The __dask_distributed_pack__ interface is more specific than the current BlockwiseIODeps: it's passed the list of indices into that argument that will actually be used (after culling). (With current io_deps, I don't believe each BlockwiseIODeps gets this chance to drop unnecessary data before packing.) Using this list of indices, we can pre-slice out only the necessary chunks (of an ndarray, for example) on the client, serialize them, and stick them in a dict that supports equivalent __getitem__s (example here). So when generating the graph on the scheduler, we just select those opaque Serialized blobs and inline them into the graph. Then on the worker, the Serialized objects are unpacked. (This Serialized-objects-on-the-scheduler part is the same as our plan with BlockwiseIODeps right now; in both cases, this is aspirational, since we need to adjust dumps_task serialization to make this happen.)
This all is nearly isomorphic with the current io_deps. The reason it appeals to me is that conceptually, Blockwise is already all about broadcasting array-ish things together. This just extends that concept to more objects while using the same interface. For me at least, it feels less like understanding a “new thing” than io_deps, which could be helpful for other contributors/users.
I also feel like it would shift my mindset when implementing IO operations towards “how do I get this auxiliary data (CSV filenames, np.random seeds, etc.) into the right shape so it broadcasts against my output chunk pattern, then let blockwise figure out the mappings?” Whereas to me, io_deps encourages thinking about “how to I map from a coordinate in the output to the inputs that task needs,” which conceptually I’ve found harder: normally, it's blockwise’s job to figure out those mappings for you.

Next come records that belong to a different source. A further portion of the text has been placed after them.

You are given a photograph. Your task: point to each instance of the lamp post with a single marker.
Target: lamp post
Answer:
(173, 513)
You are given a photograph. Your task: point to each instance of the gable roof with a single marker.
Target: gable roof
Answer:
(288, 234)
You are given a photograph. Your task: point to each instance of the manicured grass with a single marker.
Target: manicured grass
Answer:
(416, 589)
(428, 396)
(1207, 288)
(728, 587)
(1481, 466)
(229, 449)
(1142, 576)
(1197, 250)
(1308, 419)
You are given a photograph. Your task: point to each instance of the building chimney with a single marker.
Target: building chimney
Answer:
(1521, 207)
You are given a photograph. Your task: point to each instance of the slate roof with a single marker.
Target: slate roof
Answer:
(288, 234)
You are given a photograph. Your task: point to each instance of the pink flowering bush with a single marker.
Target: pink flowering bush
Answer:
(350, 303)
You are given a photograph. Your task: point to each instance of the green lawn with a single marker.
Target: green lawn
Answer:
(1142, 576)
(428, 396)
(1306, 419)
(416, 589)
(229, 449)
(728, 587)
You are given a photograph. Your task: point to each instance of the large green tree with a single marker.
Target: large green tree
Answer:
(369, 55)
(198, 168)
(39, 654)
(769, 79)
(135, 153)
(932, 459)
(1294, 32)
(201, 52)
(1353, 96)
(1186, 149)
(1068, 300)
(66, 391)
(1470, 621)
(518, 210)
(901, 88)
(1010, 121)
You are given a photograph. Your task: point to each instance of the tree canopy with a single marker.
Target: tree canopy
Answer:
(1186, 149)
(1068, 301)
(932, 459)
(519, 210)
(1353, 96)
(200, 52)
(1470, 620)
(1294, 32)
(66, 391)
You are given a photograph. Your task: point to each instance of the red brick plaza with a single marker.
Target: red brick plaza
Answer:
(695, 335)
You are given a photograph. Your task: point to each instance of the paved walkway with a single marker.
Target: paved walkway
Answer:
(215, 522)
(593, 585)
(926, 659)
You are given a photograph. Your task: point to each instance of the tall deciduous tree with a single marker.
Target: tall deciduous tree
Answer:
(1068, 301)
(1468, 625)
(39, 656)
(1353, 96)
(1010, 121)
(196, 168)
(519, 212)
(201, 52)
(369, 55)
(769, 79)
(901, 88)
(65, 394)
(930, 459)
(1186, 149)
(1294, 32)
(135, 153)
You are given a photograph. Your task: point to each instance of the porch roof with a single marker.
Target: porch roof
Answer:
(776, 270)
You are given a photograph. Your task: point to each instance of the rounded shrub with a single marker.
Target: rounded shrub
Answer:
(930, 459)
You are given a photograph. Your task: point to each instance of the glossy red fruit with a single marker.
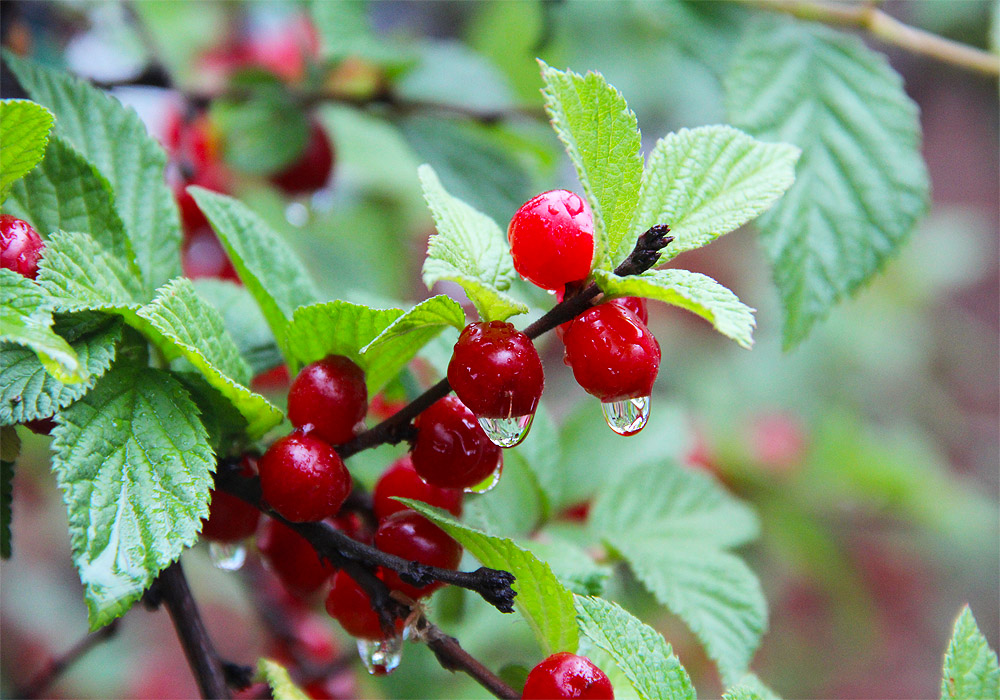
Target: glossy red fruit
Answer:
(331, 395)
(292, 558)
(303, 478)
(312, 170)
(552, 239)
(20, 246)
(566, 675)
(401, 480)
(612, 353)
(409, 535)
(495, 371)
(349, 605)
(451, 449)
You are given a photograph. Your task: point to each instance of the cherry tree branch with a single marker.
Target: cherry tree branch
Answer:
(44, 679)
(869, 18)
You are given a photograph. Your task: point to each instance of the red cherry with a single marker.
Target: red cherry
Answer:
(552, 239)
(612, 353)
(409, 535)
(495, 371)
(566, 675)
(292, 558)
(349, 604)
(329, 394)
(451, 450)
(312, 170)
(402, 480)
(20, 246)
(303, 478)
(204, 256)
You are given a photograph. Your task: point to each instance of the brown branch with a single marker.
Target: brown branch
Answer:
(44, 679)
(871, 19)
(173, 591)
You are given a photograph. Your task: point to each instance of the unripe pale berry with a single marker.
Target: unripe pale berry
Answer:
(495, 371)
(566, 675)
(402, 480)
(612, 353)
(409, 535)
(303, 478)
(552, 239)
(331, 395)
(20, 246)
(451, 449)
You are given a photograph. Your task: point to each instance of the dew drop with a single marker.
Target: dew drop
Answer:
(627, 417)
(489, 482)
(381, 656)
(506, 432)
(227, 556)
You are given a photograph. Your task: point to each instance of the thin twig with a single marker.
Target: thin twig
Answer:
(44, 679)
(877, 23)
(208, 670)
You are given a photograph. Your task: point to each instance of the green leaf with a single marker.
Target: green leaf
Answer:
(545, 603)
(671, 525)
(24, 131)
(135, 467)
(380, 341)
(194, 330)
(243, 320)
(862, 184)
(693, 291)
(709, 181)
(6, 495)
(639, 651)
(26, 319)
(114, 139)
(601, 136)
(469, 249)
(68, 193)
(264, 133)
(713, 591)
(28, 392)
(970, 666)
(265, 263)
(277, 679)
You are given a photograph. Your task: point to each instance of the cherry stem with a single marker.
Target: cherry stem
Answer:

I think nice IO patterns emerge given this interface and a few helpers to tell your function where it is within the block structure (like Slices and BlockIndex). Instead of making subclasses of BlockwiseIODeps for different IO operations, you might be able to compose together those helpers, a reshaped ndarray of your inputs, and a function for many IO cases.
I partially implemented this at https://github.com/dask/dask/compare/main...gjoseph92:blockwise-arraylike-args?expand=1. For a smaller diff, this starts just prior to #7281. I recommend only looking at the commits for:
make_blockwise_graphchanges- pack/unpack logic
- most useful, an (I think complete?) implementation of
Array.randomusing this
Note that I haven't implemented blockwise rewriting here; intuitively I think it should work, but it's currently broken.